The debtor's third ground for dismissal is that the arbitration award contains no specific finding of fraud, nor does the order confirming that award. Motion, ¶ 4. Without a specific finding, the debtor argues, the plaintiff fails to state a fraud claim upon which relief may be granted. The court finds this argument to be misplaced as well. While the plaintiff alleges that a prior arbitration award made sine findings of fraud, she does not rely on the findings of that arbitration award to state her claims. Instead, the plaintiff sets forth allegations that may have been the subject of the dispute before the arbitration award. Having laid out these allegations, the plaintiff requests the denial of debtor's discharge or a declaration that certain debts are non-dischargeable. While it may be the case that the underlying facts which form the basis of the plaintiff's complaint were litigated during the prior arbitration proceeding, the court finds that, even if we ignore that award, the plaintiff has set forth sufficient allegations in her complaint to state a claim upon which relief may be granted. That is to say, regardless of what findings were made in the arbitration award, the court finds that the plaintiff has alleged a prima facie case for denying the debtor's discharge or declaring the debts to be non-dischargeable.

This contention is either confused or disingenuous, because the debtor contends only two paragraphs below that the arbitration award did make a finding of fraud.

On this ground to dismiss, the debtor does not argue res judicata or collateral estoppel. Accordingly, the court will not address whether those doctrines apply in this context.

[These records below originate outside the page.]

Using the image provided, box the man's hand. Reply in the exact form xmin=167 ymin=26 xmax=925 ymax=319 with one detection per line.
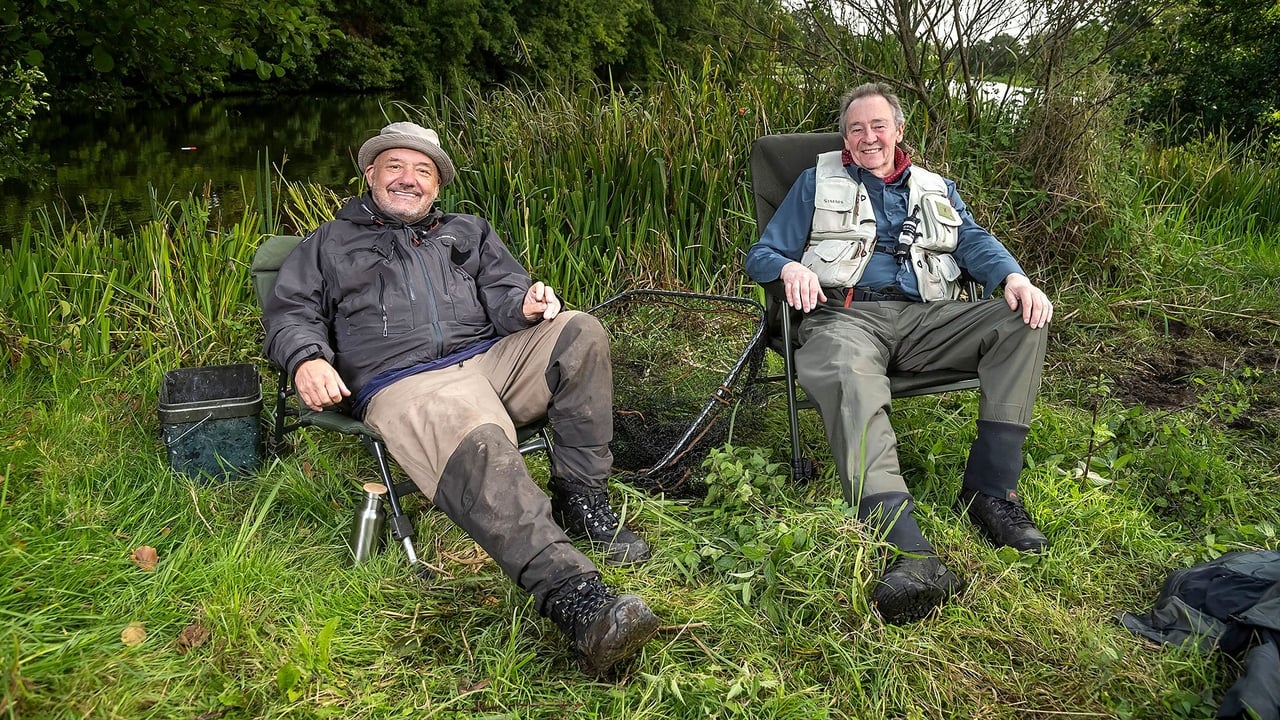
xmin=778 ymin=260 xmax=827 ymax=313
xmin=293 ymin=357 xmax=351 ymax=413
xmin=524 ymin=282 xmax=561 ymax=320
xmin=1005 ymin=273 xmax=1053 ymax=329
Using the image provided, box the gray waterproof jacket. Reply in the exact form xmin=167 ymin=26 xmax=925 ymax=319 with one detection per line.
xmin=262 ymin=193 xmax=536 ymax=393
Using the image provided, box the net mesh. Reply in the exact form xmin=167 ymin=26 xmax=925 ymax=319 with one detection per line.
xmin=591 ymin=291 xmax=764 ymax=497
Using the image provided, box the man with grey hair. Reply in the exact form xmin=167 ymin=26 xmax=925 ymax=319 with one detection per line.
xmin=262 ymin=122 xmax=658 ymax=673
xmin=746 ymin=83 xmax=1053 ymax=623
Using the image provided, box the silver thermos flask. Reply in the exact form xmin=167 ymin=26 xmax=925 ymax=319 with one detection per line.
xmin=348 ymin=483 xmax=387 ymax=565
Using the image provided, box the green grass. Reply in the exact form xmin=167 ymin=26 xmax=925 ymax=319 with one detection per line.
xmin=0 ymin=70 xmax=1280 ymax=719
xmin=0 ymin=358 xmax=1277 ymax=717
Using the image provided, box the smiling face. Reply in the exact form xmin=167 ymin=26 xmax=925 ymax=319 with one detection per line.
xmin=845 ymin=95 xmax=902 ymax=178
xmin=365 ymin=147 xmax=440 ymax=223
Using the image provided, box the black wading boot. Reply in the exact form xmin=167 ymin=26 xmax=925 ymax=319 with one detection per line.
xmin=547 ymin=575 xmax=658 ymax=675
xmin=872 ymin=553 xmax=964 ymax=625
xmin=956 ymin=488 xmax=1048 ymax=552
xmin=552 ymin=491 xmax=652 ymax=565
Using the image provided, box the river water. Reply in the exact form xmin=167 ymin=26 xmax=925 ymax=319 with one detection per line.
xmin=0 ymin=90 xmax=407 ymax=238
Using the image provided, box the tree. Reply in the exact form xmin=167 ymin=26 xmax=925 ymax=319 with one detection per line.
xmin=1116 ymin=0 xmax=1280 ymax=140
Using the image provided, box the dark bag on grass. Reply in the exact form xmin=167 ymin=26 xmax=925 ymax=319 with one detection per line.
xmin=1120 ymin=551 xmax=1280 ymax=720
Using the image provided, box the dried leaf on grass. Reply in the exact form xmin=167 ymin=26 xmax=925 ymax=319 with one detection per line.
xmin=178 ymin=621 xmax=210 ymax=653
xmin=129 ymin=544 xmax=160 ymax=573
xmin=120 ymin=621 xmax=147 ymax=647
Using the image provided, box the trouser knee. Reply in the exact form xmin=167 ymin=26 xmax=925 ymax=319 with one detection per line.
xmin=433 ymin=424 xmax=595 ymax=607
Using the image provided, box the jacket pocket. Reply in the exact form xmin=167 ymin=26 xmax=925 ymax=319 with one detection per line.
xmin=334 ymin=254 xmax=413 ymax=337
xmin=445 ymin=263 xmax=489 ymax=320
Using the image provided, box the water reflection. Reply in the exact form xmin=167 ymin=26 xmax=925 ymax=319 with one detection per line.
xmin=0 ymin=90 xmax=406 ymax=238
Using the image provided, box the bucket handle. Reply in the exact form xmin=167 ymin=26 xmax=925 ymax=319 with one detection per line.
xmin=166 ymin=413 xmax=214 ymax=445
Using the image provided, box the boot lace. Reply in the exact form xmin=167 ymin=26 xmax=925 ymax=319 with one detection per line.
xmin=547 ymin=575 xmax=617 ymax=638
xmin=564 ymin=495 xmax=621 ymax=537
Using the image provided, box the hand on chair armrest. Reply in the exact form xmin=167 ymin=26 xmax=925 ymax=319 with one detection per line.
xmin=293 ymin=357 xmax=351 ymax=413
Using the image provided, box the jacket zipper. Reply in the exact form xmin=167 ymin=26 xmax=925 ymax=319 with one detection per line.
xmin=393 ymin=231 xmax=444 ymax=357
xmin=378 ymin=273 xmax=387 ymax=337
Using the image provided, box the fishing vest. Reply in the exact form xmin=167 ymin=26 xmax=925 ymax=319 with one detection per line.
xmin=800 ymin=150 xmax=960 ymax=302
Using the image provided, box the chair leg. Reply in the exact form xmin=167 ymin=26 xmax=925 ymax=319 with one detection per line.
xmin=266 ymin=370 xmax=289 ymax=457
xmin=364 ymin=437 xmax=417 ymax=566
xmin=782 ymin=307 xmax=815 ymax=482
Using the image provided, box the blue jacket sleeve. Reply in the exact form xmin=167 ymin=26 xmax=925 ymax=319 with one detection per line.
xmin=946 ymin=181 xmax=1025 ymax=297
xmin=746 ymin=168 xmax=818 ymax=283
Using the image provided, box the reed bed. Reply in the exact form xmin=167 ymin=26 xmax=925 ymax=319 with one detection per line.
xmin=0 ymin=65 xmax=1280 ymax=720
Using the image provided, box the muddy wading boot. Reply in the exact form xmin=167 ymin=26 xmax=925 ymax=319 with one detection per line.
xmin=872 ymin=552 xmax=964 ymax=625
xmin=956 ymin=420 xmax=1048 ymax=552
xmin=547 ymin=575 xmax=658 ymax=675
xmin=858 ymin=492 xmax=964 ymax=625
xmin=552 ymin=480 xmax=653 ymax=565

Veil Piercing and Alter Ego Claims

The debtor's fourth ground for dismissal is a specific request to dismiss the plaintiff first cause of action, an alter ego claim. The debtor asserts two arguments for dismissing this claim. The first argument is that the complaint does not state a claim upon which relief may be granted. The second argument is that collateral estoppel, or issue preclusion, bars this claim because it could have been, but was not, raised during the arbitration proceeding.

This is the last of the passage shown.